Network outputs are unbounded; variance must be positive. Predicting log σ² and exponentiating to get σ² guarantees positivity by construction. Predicting σ² directly and clamping is fragile (gradient discontinuity) and can NaN out training.

Q. Write the closed-form KL for N(μ, σ²) against N(0, 1).

KL( N(μ, σ²) || N(0, 1) ) = 0.5 · ( σ² + μ² − 1 − log σ² ). For a d-dim diagonal-Gaussian encoder, sum over dimensions. Zero exactly when μ = 0, σ = 1.

Q. Write the full per-example VAE training loss.

-ELBO = -log p(x | z̃) + 0.5 · sum_dims ( σ²_x + μ²_x − 1 − log σ²_x ), where z̃ = μ_x + σ_x · ε, ε ~ N(0, I). First term: one-sample MC reconstruction. Second term: closed-form Gaussian KL.

Q. Walk the six steps of a single VAE training step.

(1) Encoder forward on x → (μ_x, log σ²_x). (2) Sample ε, compute z̃ = μ_x + σ_x · ε. (3) Decoder forward on z̃ → -log p(x | z̃) (reconstruction). (4) Closed-form KL from (μ_x, log σ²_x). (5) Per-example loss = reconstruction + KL. (6) Backprop through both, SGD step.

Q. What are VAEs particularly good at?

Representation learning (structured latent codes, sometimes disentangled factors), compression as a component in larger systems (latent diffusion’s perceptual compression front-end), and density estimation when latent structure matters. Less competitive on raw-pixel sample quality vs diffusion or GANs.

Q. What is posterior collapse and how do you diagnose it?

The encoder learns to match the prior exactly, ignoring x; the same q(z|x) for every x, so the decoder receives no useful latent information. Diagnose by checking that DIFFERENT x inputs produce DIFFERENT encoder outputs (not by KL value alone; small KL can also mean a prior that fits well). Modern variants (beta-VAE, KL annealing, free bits) reweight the KL term to control this.

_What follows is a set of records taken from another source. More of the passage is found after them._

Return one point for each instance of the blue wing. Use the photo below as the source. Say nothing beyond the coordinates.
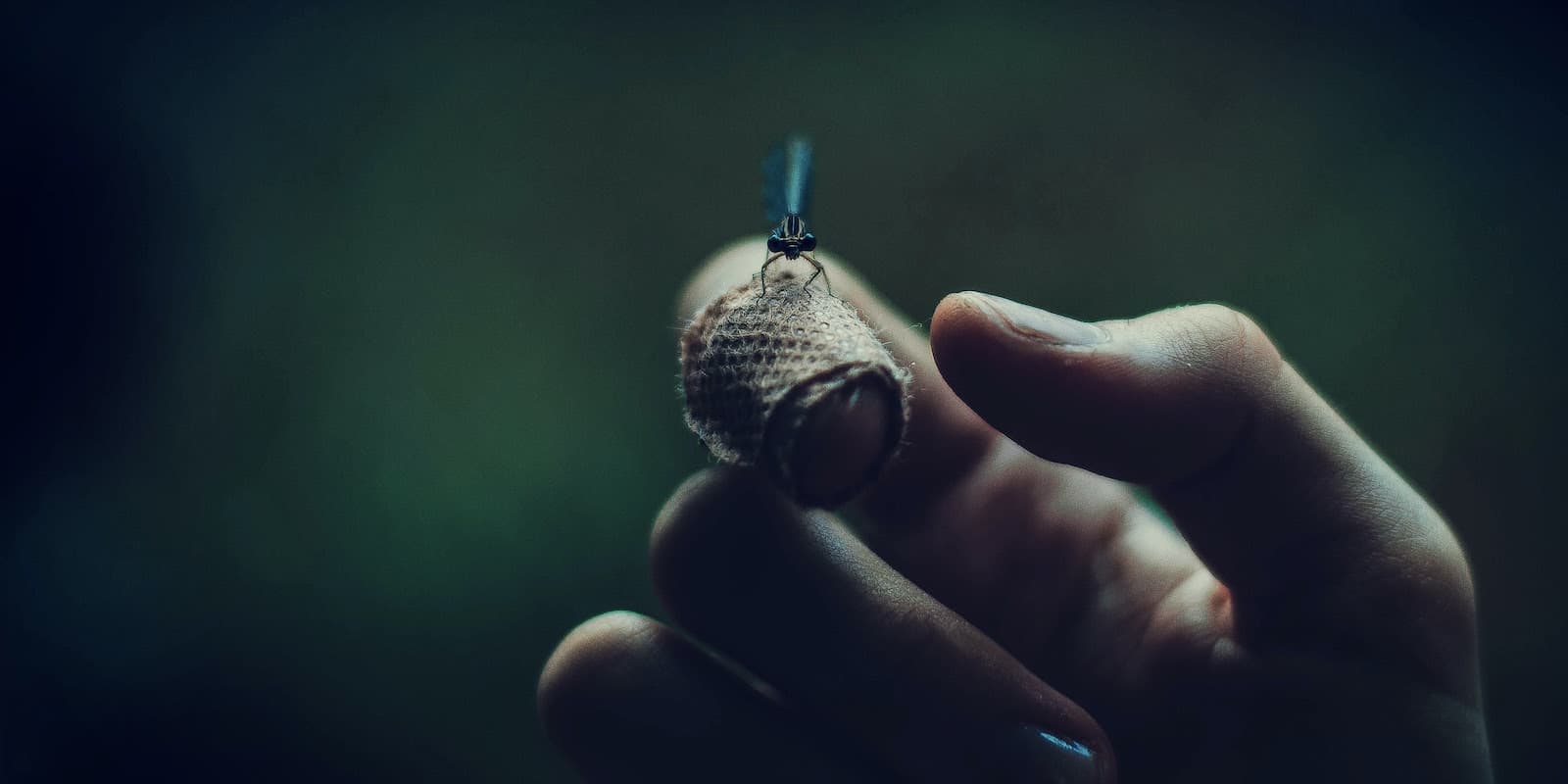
(786, 179)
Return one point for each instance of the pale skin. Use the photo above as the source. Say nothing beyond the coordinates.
(1313, 619)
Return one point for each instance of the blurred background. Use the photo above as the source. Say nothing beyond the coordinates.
(341, 373)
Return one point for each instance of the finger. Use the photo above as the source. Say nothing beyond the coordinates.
(943, 441)
(1272, 488)
(631, 700)
(797, 600)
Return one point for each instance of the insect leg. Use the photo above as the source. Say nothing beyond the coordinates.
(764, 273)
(820, 270)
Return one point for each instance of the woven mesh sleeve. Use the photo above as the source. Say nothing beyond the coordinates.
(753, 368)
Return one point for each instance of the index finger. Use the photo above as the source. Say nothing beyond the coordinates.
(945, 439)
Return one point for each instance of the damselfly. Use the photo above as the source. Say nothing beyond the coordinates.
(786, 192)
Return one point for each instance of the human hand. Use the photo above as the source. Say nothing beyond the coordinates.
(1011, 612)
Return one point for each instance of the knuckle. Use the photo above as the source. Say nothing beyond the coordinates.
(1227, 342)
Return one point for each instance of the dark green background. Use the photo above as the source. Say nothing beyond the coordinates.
(344, 376)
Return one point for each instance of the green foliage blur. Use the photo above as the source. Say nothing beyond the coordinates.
(347, 375)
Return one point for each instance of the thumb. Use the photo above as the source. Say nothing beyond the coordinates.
(1282, 499)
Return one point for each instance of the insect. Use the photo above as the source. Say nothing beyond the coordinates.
(786, 190)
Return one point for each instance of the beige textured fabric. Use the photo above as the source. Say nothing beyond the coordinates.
(753, 368)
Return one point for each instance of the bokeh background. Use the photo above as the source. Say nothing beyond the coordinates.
(341, 360)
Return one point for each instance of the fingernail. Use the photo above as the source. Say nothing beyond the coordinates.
(1042, 757)
(838, 436)
(1039, 325)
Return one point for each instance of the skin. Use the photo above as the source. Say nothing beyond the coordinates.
(1305, 615)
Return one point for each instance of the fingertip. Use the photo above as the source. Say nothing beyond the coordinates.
(582, 670)
(961, 333)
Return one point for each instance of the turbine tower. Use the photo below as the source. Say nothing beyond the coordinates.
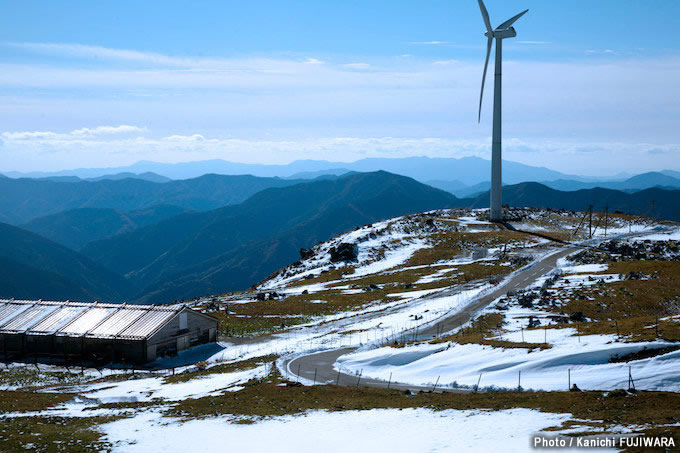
(503, 31)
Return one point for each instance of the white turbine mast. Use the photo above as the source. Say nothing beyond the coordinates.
(503, 31)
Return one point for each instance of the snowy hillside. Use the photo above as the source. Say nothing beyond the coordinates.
(440, 316)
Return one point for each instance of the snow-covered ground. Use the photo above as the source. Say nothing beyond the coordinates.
(572, 358)
(586, 358)
(388, 430)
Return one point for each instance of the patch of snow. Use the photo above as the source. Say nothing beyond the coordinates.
(391, 430)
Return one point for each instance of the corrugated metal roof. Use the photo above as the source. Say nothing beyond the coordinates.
(9, 310)
(147, 324)
(117, 322)
(28, 318)
(86, 321)
(77, 319)
(58, 319)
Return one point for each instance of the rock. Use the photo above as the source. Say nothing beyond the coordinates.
(577, 316)
(617, 393)
(306, 253)
(344, 252)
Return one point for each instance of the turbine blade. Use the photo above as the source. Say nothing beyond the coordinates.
(485, 15)
(486, 65)
(508, 23)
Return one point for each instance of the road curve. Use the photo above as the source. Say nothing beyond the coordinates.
(318, 367)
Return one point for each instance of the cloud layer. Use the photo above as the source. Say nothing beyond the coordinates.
(277, 109)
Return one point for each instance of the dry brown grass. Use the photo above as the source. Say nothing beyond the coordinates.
(451, 244)
(485, 326)
(631, 308)
(264, 399)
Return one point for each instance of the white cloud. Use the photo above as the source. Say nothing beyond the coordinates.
(313, 61)
(294, 102)
(358, 65)
(432, 43)
(108, 130)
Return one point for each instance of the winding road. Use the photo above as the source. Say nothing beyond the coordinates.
(318, 367)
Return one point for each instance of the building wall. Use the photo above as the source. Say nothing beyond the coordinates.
(179, 334)
(169, 339)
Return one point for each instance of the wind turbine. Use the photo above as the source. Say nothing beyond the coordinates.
(503, 31)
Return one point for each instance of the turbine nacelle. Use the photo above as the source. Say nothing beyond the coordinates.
(502, 34)
(503, 31)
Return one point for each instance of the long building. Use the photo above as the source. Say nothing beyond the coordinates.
(100, 332)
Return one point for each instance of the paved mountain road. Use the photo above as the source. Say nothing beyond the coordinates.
(319, 366)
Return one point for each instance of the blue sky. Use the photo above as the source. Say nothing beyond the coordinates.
(109, 83)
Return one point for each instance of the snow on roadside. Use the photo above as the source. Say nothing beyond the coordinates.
(586, 356)
(392, 430)
(146, 389)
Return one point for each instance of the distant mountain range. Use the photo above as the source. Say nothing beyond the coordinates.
(32, 267)
(78, 227)
(142, 241)
(464, 177)
(468, 170)
(25, 199)
(632, 184)
(233, 247)
(654, 202)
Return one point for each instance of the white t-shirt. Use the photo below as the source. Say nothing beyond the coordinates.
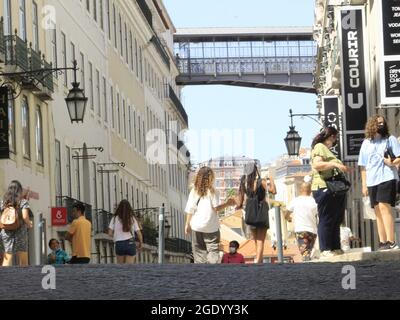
(204, 219)
(305, 211)
(119, 234)
(345, 235)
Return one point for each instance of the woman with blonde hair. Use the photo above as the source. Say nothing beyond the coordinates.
(202, 217)
(378, 159)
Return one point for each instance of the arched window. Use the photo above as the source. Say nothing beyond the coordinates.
(26, 148)
(39, 136)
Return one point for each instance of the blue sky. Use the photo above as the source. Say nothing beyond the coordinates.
(233, 108)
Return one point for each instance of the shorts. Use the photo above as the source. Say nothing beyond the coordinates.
(385, 192)
(126, 248)
(15, 241)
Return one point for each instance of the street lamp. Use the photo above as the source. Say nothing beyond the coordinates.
(293, 139)
(76, 100)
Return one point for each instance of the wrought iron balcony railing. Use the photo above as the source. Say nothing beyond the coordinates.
(146, 11)
(16, 52)
(161, 51)
(179, 107)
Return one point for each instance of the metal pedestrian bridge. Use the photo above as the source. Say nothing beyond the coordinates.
(272, 58)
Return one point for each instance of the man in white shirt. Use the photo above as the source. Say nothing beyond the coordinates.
(305, 212)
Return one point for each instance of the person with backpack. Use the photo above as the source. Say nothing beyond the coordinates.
(253, 198)
(14, 224)
(202, 217)
(378, 159)
(123, 228)
(331, 205)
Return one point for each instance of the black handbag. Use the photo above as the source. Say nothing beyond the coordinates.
(338, 184)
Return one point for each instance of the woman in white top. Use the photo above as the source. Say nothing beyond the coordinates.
(123, 227)
(202, 217)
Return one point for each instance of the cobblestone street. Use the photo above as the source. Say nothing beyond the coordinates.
(211, 282)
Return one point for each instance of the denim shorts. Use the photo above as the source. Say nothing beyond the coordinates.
(126, 248)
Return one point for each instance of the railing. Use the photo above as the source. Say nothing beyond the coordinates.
(160, 49)
(103, 219)
(48, 81)
(146, 11)
(68, 202)
(178, 245)
(16, 52)
(214, 66)
(179, 107)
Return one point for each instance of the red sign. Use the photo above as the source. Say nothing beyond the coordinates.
(59, 216)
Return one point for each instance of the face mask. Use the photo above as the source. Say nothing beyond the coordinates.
(232, 250)
(381, 130)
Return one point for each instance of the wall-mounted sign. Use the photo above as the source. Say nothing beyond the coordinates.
(389, 22)
(59, 217)
(4, 126)
(330, 105)
(354, 79)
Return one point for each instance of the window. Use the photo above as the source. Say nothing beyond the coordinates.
(68, 170)
(39, 136)
(108, 19)
(22, 20)
(95, 10)
(91, 94)
(77, 176)
(131, 49)
(115, 26)
(126, 44)
(82, 67)
(98, 93)
(7, 18)
(73, 58)
(58, 171)
(64, 56)
(124, 116)
(118, 114)
(101, 15)
(105, 99)
(112, 107)
(11, 123)
(120, 36)
(137, 59)
(26, 148)
(96, 205)
(35, 23)
(130, 124)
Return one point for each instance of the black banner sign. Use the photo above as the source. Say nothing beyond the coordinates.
(4, 142)
(392, 79)
(354, 78)
(332, 119)
(391, 27)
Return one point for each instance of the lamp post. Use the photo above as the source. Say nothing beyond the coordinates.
(293, 139)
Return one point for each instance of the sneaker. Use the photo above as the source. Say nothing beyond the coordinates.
(338, 252)
(392, 245)
(383, 246)
(327, 254)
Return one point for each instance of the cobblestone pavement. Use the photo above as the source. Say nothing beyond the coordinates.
(198, 282)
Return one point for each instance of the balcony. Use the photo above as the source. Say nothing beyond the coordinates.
(68, 202)
(146, 11)
(161, 51)
(178, 105)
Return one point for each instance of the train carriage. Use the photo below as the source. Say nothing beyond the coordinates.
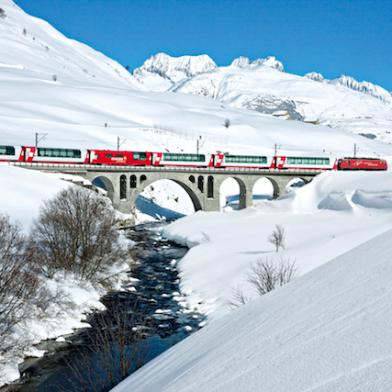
(119, 158)
(245, 161)
(308, 163)
(10, 153)
(182, 159)
(362, 164)
(53, 155)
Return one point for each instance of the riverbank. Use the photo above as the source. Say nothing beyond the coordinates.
(72, 300)
(144, 318)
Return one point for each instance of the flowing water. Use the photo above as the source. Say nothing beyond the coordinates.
(144, 319)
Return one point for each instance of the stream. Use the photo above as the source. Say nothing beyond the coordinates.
(144, 319)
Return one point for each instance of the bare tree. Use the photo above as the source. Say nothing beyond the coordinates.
(76, 232)
(266, 275)
(278, 237)
(112, 350)
(18, 282)
(238, 299)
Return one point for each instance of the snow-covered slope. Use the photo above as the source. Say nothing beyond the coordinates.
(329, 216)
(24, 191)
(328, 331)
(31, 48)
(92, 109)
(261, 85)
(161, 71)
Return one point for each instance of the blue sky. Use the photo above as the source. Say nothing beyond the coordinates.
(329, 36)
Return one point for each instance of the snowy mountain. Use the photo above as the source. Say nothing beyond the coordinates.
(80, 98)
(261, 85)
(328, 331)
(364, 87)
(30, 47)
(164, 71)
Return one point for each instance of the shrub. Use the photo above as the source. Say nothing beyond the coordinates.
(18, 283)
(277, 238)
(75, 232)
(265, 275)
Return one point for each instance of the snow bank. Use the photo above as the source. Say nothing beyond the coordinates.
(328, 331)
(329, 216)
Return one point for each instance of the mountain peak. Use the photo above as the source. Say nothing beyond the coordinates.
(270, 61)
(175, 68)
(316, 76)
(363, 87)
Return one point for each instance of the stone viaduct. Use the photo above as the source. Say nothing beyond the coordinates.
(124, 184)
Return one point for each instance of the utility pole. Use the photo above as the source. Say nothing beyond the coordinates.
(39, 137)
(120, 142)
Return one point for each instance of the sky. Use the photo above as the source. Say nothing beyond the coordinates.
(333, 37)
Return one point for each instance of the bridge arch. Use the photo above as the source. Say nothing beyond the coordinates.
(196, 202)
(105, 184)
(262, 189)
(236, 186)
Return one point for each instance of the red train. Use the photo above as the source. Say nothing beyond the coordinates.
(218, 160)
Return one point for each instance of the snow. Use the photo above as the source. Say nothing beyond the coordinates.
(326, 331)
(23, 192)
(322, 330)
(321, 218)
(261, 85)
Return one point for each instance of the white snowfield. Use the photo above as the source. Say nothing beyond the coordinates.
(24, 191)
(329, 216)
(261, 85)
(327, 331)
(94, 99)
(330, 329)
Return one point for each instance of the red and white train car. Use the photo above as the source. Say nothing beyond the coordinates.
(119, 158)
(245, 161)
(10, 153)
(362, 164)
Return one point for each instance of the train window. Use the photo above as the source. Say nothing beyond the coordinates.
(245, 159)
(139, 155)
(175, 157)
(307, 161)
(7, 150)
(59, 153)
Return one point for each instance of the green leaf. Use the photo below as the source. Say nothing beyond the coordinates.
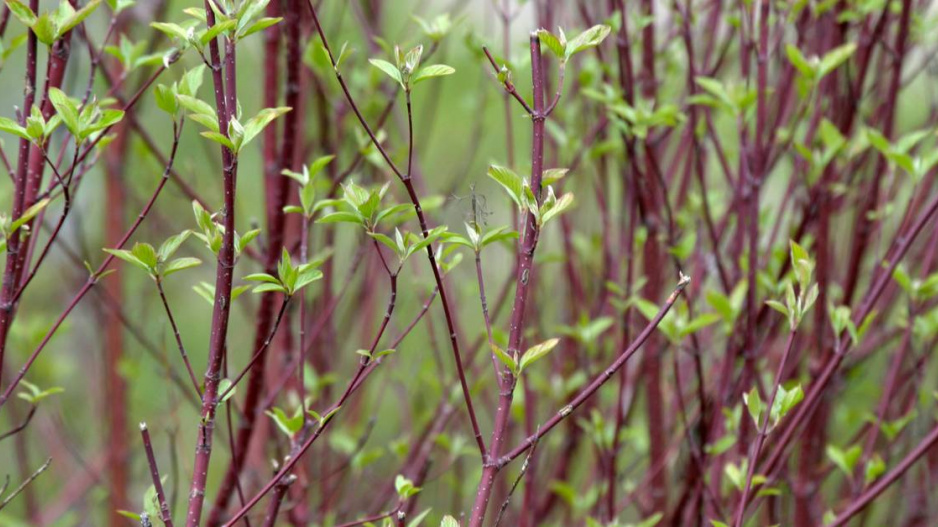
(434, 70)
(220, 139)
(180, 264)
(341, 217)
(875, 468)
(536, 352)
(307, 275)
(785, 401)
(512, 182)
(558, 205)
(128, 257)
(405, 487)
(288, 425)
(169, 247)
(22, 12)
(68, 23)
(171, 30)
(146, 254)
(12, 127)
(506, 359)
(590, 38)
(260, 25)
(196, 106)
(755, 406)
(553, 43)
(217, 29)
(389, 69)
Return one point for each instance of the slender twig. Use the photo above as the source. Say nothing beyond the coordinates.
(155, 475)
(25, 483)
(94, 277)
(408, 183)
(763, 432)
(182, 348)
(276, 499)
(511, 491)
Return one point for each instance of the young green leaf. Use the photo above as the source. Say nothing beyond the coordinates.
(428, 72)
(537, 352)
(389, 69)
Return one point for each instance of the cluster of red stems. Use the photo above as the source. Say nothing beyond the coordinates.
(745, 186)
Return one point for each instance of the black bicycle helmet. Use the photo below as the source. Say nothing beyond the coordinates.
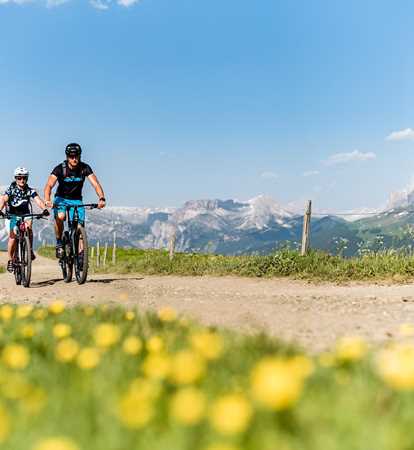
(73, 149)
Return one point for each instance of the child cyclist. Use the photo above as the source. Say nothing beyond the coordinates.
(18, 198)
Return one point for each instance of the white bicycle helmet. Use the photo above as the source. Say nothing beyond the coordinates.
(21, 172)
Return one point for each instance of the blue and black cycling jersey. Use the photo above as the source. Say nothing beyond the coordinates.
(70, 182)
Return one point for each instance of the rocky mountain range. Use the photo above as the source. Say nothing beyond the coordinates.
(259, 225)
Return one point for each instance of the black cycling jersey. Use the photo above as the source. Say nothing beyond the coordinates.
(70, 182)
(19, 199)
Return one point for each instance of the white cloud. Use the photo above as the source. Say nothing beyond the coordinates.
(402, 135)
(311, 173)
(344, 158)
(269, 175)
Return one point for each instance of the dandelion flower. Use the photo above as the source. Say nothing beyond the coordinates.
(275, 383)
(56, 443)
(66, 350)
(132, 345)
(62, 330)
(88, 358)
(231, 414)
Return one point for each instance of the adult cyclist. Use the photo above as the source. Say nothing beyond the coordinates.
(70, 176)
(18, 197)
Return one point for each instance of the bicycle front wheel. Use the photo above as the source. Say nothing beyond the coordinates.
(26, 261)
(80, 245)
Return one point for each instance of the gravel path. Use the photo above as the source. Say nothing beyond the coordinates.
(314, 315)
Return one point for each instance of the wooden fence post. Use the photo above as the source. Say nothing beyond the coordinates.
(114, 250)
(171, 244)
(306, 228)
(97, 254)
(105, 254)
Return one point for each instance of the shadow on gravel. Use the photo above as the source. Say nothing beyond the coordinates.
(111, 280)
(45, 283)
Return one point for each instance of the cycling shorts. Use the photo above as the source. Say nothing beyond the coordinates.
(61, 204)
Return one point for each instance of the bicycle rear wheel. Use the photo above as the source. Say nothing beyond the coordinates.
(66, 262)
(26, 260)
(80, 246)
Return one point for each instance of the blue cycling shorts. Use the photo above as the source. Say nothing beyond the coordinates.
(61, 204)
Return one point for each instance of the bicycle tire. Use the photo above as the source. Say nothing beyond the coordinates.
(26, 261)
(81, 273)
(67, 261)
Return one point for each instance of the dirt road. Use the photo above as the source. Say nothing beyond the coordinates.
(314, 315)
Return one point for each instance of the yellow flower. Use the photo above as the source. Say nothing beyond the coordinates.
(155, 344)
(16, 356)
(156, 366)
(88, 358)
(350, 349)
(407, 329)
(56, 443)
(23, 311)
(61, 330)
(57, 307)
(231, 414)
(106, 335)
(66, 350)
(132, 345)
(27, 331)
(187, 406)
(187, 367)
(4, 424)
(40, 314)
(167, 314)
(135, 409)
(276, 383)
(396, 366)
(6, 313)
(130, 315)
(89, 311)
(208, 344)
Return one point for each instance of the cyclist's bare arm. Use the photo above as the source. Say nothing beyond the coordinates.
(3, 200)
(98, 189)
(48, 190)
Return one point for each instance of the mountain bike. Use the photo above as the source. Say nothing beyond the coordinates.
(75, 246)
(22, 260)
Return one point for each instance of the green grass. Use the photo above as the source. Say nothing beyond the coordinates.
(342, 405)
(285, 263)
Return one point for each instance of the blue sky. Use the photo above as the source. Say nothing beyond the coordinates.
(188, 99)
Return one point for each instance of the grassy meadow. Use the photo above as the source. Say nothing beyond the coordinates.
(318, 266)
(95, 378)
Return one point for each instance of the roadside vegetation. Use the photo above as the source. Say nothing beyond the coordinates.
(94, 378)
(318, 266)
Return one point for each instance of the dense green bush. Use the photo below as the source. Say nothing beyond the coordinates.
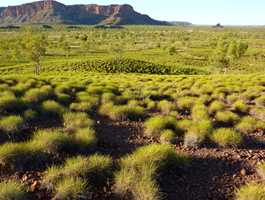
(127, 65)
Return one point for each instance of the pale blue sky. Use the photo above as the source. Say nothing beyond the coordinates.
(228, 12)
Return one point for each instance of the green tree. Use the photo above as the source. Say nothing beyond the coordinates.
(172, 51)
(35, 45)
(242, 48)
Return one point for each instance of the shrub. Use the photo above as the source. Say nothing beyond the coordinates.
(155, 125)
(197, 133)
(73, 121)
(12, 190)
(253, 191)
(71, 188)
(226, 137)
(167, 137)
(226, 117)
(51, 108)
(11, 124)
(138, 170)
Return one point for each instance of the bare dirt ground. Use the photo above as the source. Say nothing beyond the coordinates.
(213, 174)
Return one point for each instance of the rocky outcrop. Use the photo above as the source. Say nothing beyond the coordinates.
(50, 11)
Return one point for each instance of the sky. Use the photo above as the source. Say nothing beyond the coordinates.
(226, 12)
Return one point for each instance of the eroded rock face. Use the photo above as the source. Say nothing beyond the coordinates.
(54, 12)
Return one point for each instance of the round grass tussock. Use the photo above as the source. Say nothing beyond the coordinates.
(71, 188)
(52, 108)
(167, 137)
(138, 170)
(247, 125)
(12, 190)
(253, 191)
(198, 133)
(226, 117)
(86, 139)
(155, 125)
(21, 157)
(11, 124)
(226, 137)
(96, 169)
(73, 121)
(54, 142)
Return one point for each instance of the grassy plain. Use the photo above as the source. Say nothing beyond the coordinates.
(180, 127)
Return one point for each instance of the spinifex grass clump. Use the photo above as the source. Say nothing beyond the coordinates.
(253, 191)
(122, 112)
(11, 124)
(71, 188)
(36, 95)
(249, 125)
(12, 190)
(9, 103)
(165, 107)
(54, 142)
(74, 121)
(197, 133)
(226, 118)
(240, 106)
(261, 170)
(137, 175)
(82, 107)
(20, 157)
(156, 125)
(93, 171)
(216, 106)
(85, 139)
(227, 137)
(167, 137)
(52, 109)
(186, 103)
(199, 112)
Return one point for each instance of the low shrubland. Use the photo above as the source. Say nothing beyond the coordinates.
(137, 173)
(12, 190)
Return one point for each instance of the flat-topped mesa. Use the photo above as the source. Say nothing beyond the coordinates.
(50, 11)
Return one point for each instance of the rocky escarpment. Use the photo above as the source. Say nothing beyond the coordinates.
(50, 11)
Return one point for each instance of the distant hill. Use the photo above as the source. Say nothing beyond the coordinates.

Q. How does a VAE show up inside Stable Diffusion?

As a perceptual-compression front-end. The VAE encoder maps a high-resolution image to a low-dimensional latent; diffusion runs in the latent space (the U-Net denoising); the VAE decoder maps the final latent back to pixels. This is “latent diffusion,” the way modern diffusion handles high-resolution generation without the compute cost of pixel-space diffusion.